Ketika persentase jumlah kaum muda yang berprofesi sebagai petani (data tahun 2019: 2,34 juta jiwa dari jumlah kekuarga petani sebesar 33,4 juta) semakin menyusut, Kursus Pertanian Taman Tani (KPTT) di Salatiga tetap eksis dengan cita-cita awal kehadirannya, 1 September 1965.
KPTT didirikan Ikatan Petani Pancasila, Fakultas Pendidikan IKIP Sanatha Darma (USD) dan Panitia Sosial KWI. Kaderisasi kaum muda sebagai fokus karya SJ Provindo sejak Indonesia merdeka, direalisir oleh gagasan Romo Aloysius Maria Kadarman SJ (1918-2005). Awal penanganannya ditangani Romo Yohannes Dijkstra SJ (1911-2003), kemudian berbentuk yayasan dengan silih berganti kepemimpinan dari waktu ke waktu. Saat ini Romo Petrus Sunu Hardiyanto SJ sebagai ketua pembina.
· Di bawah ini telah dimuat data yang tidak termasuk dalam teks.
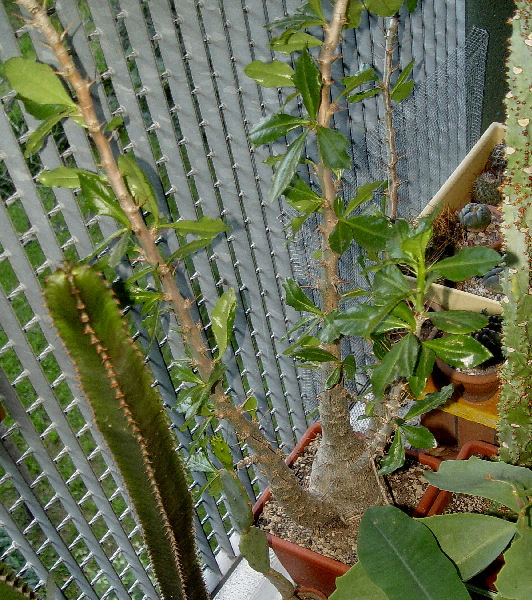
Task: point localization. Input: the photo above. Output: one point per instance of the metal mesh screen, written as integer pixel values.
(174, 71)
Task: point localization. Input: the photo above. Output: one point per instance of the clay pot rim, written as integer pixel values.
(466, 378)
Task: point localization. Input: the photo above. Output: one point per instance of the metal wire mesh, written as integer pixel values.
(174, 71)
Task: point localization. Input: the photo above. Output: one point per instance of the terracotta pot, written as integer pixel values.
(486, 579)
(472, 388)
(308, 568)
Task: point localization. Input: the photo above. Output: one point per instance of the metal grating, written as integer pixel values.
(173, 70)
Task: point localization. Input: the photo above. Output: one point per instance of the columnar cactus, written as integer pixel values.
(129, 413)
(515, 407)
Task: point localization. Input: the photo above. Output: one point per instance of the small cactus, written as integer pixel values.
(492, 280)
(486, 190)
(475, 217)
(497, 160)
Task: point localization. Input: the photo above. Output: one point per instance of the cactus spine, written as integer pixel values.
(129, 413)
(515, 407)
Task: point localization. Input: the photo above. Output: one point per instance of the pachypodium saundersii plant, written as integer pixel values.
(343, 482)
(515, 406)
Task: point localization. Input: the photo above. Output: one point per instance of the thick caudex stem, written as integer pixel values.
(515, 406)
(129, 413)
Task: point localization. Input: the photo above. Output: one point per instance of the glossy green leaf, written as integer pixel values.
(293, 42)
(332, 146)
(403, 91)
(222, 451)
(359, 96)
(101, 198)
(307, 80)
(353, 81)
(356, 585)
(222, 319)
(313, 354)
(467, 263)
(418, 436)
(398, 362)
(138, 184)
(371, 231)
(384, 8)
(458, 321)
(67, 177)
(364, 194)
(401, 556)
(253, 546)
(273, 74)
(296, 298)
(341, 237)
(237, 499)
(396, 456)
(430, 401)
(286, 168)
(271, 128)
(471, 541)
(496, 481)
(204, 228)
(36, 82)
(515, 579)
(459, 350)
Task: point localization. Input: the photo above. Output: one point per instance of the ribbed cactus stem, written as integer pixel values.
(515, 407)
(129, 413)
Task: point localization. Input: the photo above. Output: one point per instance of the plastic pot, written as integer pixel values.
(308, 568)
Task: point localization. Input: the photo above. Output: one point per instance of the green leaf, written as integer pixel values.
(222, 319)
(459, 351)
(354, 14)
(350, 366)
(254, 548)
(101, 198)
(307, 80)
(313, 354)
(353, 81)
(119, 250)
(364, 193)
(296, 298)
(36, 82)
(36, 140)
(401, 92)
(496, 481)
(401, 556)
(471, 541)
(205, 227)
(419, 436)
(356, 585)
(273, 74)
(396, 456)
(332, 147)
(271, 128)
(467, 263)
(67, 177)
(341, 237)
(458, 321)
(237, 500)
(222, 451)
(371, 231)
(384, 8)
(293, 42)
(430, 401)
(287, 167)
(359, 96)
(138, 184)
(398, 362)
(333, 378)
(515, 579)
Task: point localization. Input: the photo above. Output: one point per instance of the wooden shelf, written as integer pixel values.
(484, 412)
Selain sebagai dosen di IKIP Sanata Dharma—lantas rektor 1976-1984—Romo Kadarman juga merintis dan mendirikan Kursus Sosial Wanita Bhakti Wara dan Pendidikan Tenaga Penggerak Masyarakat (PTPM) yang keduanya berkedudukan di Yogyakarta, dan Lembaga Pendidikan dan Pengembangan Manajemen (LPPM) di Jakarta. LPPM adalah lembaga pendidikan manajemen yang pertama di Indonesia, berkembang beranak pinak sejalan pertumbuhan ekonomi Indonesia mulai tahun 70-an. KSW Bhakti Wara kurang berkembang. PTPM dan KPTT, di bawah penanganan Romo Dijkstra – pribadi yang terkenal merakyat dan concern dengan pengembangan karya sosial—menghasilkan tokoh-tokoh muda Katolik sebagai penggerak pemberdayaan masyarakat. (St. Sularto, R. Royanto, Royani Lim, Darma Kadarman. Rintisan, Pendidikan, Kaderisasi (Penerbit Kanisius, 2021).
20% Teori, 80% Praktik
Kegiatan utama adalah pelatihan-pelatihan dalam format pembentukan kader, ruang formasi bagi Petani Pancasila pada tahun 1965. Sedangkan kebun, ladang dan hewan piaraan merupakan sarana pelengkap pembentukan kader. Untuk itu KPTT memiliki lahan seluas 10 hektar, terdiri atas tiga area. Area satu dan dua seluas 3 hektar di Jalan Mayangsari, Salatiga, serta area tiga di Wates. Area satu untuk lahan tanaman sayur-mayur dan area kedua untuk toko. Tujuh hektar lainnya di Wates, Salatiga yang jaraknya kurang lebih satu kilometer utara area satu dan dua. Area ini dipakai untuk produksi jenis tanaman keras, perikanan, peternakan ayam, sapi, dan babi.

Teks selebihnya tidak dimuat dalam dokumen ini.